I think, upon rewatching TRF a billion months later, my favorite thing about this is that in the montage, every single other person informed of something unpleasant (the security guard/the banker/the man at the prison) spills his coffee as the situation dissolves. But Lestrade? No sir. Not only does he not lose his head because break-ins aren’t his area, but his coffee has a lid. A fucking lid, motherfucker. No unnecessary spillage for this HBIC.
Lestrade, motherfuckers. Keeping it real, keeping it clean.
That is literally the best analysis anyone’s ever done about this scene
This is very odd, @ebaeschnbliah. I did not notice and just checked a bit. The phrase seems to crop up now and then in English but it is far from accepted or being an idiom. I have no idea at all why Lestrade should use this phrase here. One more strange thing a series full of puzzles?
There were several little words and phrases that stuck out like a sore thumb in S4 for me. This one, and Sherlock calling Mycroft ‘dear’ in TFP. So weird.
I thought he said Strassa @ebaeschnbliah, which sounds like mock-Italian? And then, his name’s Lestrade = La Strada? Someone’s trying to be funny here?

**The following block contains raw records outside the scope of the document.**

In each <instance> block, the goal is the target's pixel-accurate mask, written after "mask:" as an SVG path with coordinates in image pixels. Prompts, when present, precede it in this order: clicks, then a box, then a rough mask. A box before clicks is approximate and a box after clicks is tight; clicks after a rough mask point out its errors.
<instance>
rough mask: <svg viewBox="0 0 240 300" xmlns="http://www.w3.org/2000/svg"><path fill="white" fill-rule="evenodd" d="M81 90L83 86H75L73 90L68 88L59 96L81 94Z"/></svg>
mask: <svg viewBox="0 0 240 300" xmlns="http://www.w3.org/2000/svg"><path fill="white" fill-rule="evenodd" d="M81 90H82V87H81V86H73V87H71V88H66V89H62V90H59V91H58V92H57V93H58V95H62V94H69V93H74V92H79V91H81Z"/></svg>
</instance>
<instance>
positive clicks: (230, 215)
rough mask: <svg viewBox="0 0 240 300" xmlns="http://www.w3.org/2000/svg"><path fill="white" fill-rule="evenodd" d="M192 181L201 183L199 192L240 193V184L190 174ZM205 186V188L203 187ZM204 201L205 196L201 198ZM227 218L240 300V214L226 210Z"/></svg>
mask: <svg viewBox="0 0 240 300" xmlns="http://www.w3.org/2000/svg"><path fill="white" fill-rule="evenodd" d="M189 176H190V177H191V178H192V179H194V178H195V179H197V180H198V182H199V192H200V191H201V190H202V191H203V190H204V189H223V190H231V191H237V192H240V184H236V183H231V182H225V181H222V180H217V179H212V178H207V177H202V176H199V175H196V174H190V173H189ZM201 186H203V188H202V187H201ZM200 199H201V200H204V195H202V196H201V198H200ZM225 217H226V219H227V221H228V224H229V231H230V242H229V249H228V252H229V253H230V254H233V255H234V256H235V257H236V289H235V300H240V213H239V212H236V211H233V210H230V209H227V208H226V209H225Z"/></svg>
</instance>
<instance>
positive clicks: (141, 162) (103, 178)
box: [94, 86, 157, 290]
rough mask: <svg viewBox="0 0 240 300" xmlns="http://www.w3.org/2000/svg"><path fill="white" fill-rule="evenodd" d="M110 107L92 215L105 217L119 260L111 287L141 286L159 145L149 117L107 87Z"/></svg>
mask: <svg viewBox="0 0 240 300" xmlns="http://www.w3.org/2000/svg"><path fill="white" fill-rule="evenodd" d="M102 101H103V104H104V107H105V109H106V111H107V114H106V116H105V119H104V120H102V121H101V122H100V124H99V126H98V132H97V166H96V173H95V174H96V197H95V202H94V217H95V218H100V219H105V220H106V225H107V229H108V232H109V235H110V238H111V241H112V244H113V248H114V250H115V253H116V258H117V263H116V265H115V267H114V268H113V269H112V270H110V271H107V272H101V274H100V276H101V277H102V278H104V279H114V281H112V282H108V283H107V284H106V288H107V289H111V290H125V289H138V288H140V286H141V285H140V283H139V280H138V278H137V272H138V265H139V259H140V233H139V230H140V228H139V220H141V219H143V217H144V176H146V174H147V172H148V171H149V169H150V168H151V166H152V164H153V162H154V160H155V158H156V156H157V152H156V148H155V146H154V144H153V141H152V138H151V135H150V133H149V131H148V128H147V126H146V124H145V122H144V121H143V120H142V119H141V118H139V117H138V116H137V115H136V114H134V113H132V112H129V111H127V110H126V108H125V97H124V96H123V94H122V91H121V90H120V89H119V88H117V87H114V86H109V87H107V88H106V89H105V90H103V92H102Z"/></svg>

There isn’t an Italian word ‘strassa’, is there? The saying is ‘up your street’, meaning it is something you would like. Strasse is street in German. Is this a saying in Germany? This is so weird to me.
YES THANK YOU, WHY?? WHY????!! The only other thing I heard when I replayed it was “right up your strata” but then that makes no sense either
I like to imagine that “your life is not your own, keep your hands off
it” is an idea Sherlock got from the people who cared about him in his darkest
days. I’m going to give it to Lestrade. Because why not?